Créer un site internet

Les philo-cognitifs

  

Suite à une étude menée sur le cerveau d'enfants de 8 à 12 ans, Olivier REVOL, Fanny NUSBAUM et Dominic SAPPEY-MARINIER proposent un nouveau terme pour désigner les enfants surdoués. Ils ont choisi de les appeler "philo-cognitifs".

Ce terme évoque le fait que ces enfants ont énormément besoin de penser, de se poser des questions sur tout, sur des détails de la vie quotidienne ou des questions existentielles. Ils surinvestissent la sphère cognitive.

L'étude a porté sur des enfants, mais l'adulte surdoué fonctionne de la même façon.

A cette occasion, ils ont sorti un livre qui reprend ce nouveau terme et explique les résultats de leur étude : « Les philo-cognitifs : ils n’aiment que penser et penser autrement » : Cliquer ICI.

Olivier REVOL est pédopsychiatre et dirige le service des troubles des apprentissages à l'hôpital neurologique de Lyon.

Fanny NUSBAUM est docteur en psychologie et chercheuse en psychologie et neurosciences à l’Université de Lyon.

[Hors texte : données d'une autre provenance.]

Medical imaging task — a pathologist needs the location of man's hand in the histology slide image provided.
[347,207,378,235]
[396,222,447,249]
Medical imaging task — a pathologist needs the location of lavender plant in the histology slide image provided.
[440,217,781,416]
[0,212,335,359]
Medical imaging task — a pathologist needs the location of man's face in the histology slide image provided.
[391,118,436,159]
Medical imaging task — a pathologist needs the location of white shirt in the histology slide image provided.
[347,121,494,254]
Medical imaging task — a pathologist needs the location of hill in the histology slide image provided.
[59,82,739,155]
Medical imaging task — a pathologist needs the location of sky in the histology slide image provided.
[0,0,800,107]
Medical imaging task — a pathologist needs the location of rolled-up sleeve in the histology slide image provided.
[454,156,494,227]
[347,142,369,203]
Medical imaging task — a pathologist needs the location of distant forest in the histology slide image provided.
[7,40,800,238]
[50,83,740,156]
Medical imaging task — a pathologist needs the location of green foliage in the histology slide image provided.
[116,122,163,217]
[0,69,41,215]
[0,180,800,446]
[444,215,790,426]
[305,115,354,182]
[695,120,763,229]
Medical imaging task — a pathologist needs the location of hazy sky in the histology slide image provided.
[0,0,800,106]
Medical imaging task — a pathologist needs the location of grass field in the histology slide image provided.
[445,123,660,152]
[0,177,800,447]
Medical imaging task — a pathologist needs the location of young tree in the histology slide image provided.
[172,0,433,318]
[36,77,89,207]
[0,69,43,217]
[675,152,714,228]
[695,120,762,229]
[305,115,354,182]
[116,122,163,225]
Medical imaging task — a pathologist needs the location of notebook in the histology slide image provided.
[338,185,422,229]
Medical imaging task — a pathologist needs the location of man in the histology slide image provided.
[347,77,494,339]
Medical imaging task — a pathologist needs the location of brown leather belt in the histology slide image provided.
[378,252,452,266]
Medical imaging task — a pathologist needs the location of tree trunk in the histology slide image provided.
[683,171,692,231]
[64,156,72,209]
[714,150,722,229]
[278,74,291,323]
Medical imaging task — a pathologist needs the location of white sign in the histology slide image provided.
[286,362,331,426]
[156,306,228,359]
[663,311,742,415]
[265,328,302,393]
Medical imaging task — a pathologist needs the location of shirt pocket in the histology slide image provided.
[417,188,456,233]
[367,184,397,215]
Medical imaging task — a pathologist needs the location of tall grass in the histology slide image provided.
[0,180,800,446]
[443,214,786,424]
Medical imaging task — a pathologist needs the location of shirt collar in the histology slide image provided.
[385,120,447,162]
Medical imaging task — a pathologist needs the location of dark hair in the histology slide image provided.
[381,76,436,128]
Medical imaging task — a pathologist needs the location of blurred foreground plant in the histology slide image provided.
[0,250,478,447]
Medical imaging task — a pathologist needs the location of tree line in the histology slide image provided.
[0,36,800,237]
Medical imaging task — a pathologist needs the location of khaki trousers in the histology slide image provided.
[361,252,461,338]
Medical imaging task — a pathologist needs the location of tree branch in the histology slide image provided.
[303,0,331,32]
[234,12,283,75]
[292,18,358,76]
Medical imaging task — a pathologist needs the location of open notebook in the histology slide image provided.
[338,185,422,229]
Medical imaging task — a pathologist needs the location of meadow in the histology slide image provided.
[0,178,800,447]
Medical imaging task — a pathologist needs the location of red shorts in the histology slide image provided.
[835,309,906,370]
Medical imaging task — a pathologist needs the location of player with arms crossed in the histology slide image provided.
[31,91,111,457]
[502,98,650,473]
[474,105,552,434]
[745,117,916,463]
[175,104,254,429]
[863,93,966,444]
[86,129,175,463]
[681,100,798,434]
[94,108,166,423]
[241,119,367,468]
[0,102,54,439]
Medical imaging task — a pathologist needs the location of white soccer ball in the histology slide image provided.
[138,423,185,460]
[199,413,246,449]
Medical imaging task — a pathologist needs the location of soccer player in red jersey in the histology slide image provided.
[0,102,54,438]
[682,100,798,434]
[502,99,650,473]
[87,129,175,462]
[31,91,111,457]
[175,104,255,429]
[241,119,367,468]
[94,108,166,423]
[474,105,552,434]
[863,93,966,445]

Dominic SAPPEY-MARIGNER est enseignant-chercheur et biophysicien. Il travaille à la Faculté de médecine de Lyon.

     

Les conclusions de l'étude

 

L'étude a d'abord montré, grâce à l’imagerie médicale, que dans le cerveau des enfants précoces, il y a plus de connexions en intracérébral (à l’intérieur de chaque hémisphère) et entre les deux hémisphères. L'information circule plus vite et ça se voit à l'IRM.

L’IRM de diffusion permet de voir comment fonctionnent les liaisons entre les neurones, par le biais des axones. Des IRM de diffusion pratiquées sur des enfants, précoces ou non, ont montré que les axones des enfants à haut potentiel ont un transfert plus rapide. La conduction de l’information au sein du cerveau se fait mieux et plus rapidement chez ces enfants.

Les deux hémisphères cérébraux sont reliés par le corps calleux, qui, lui aussi, est plus efficace chez les enfants précoces. La communication est meilleure entre les neurones et également entre les deux hémisphères.

 

L’étude montre également qu’il est possible de repérer un haut potentiel grâce à trois caractéristiques présentes chez tous les philo-cognitifs : l’hyper-spéculation, l’hyperacuité et l’hyper-latence.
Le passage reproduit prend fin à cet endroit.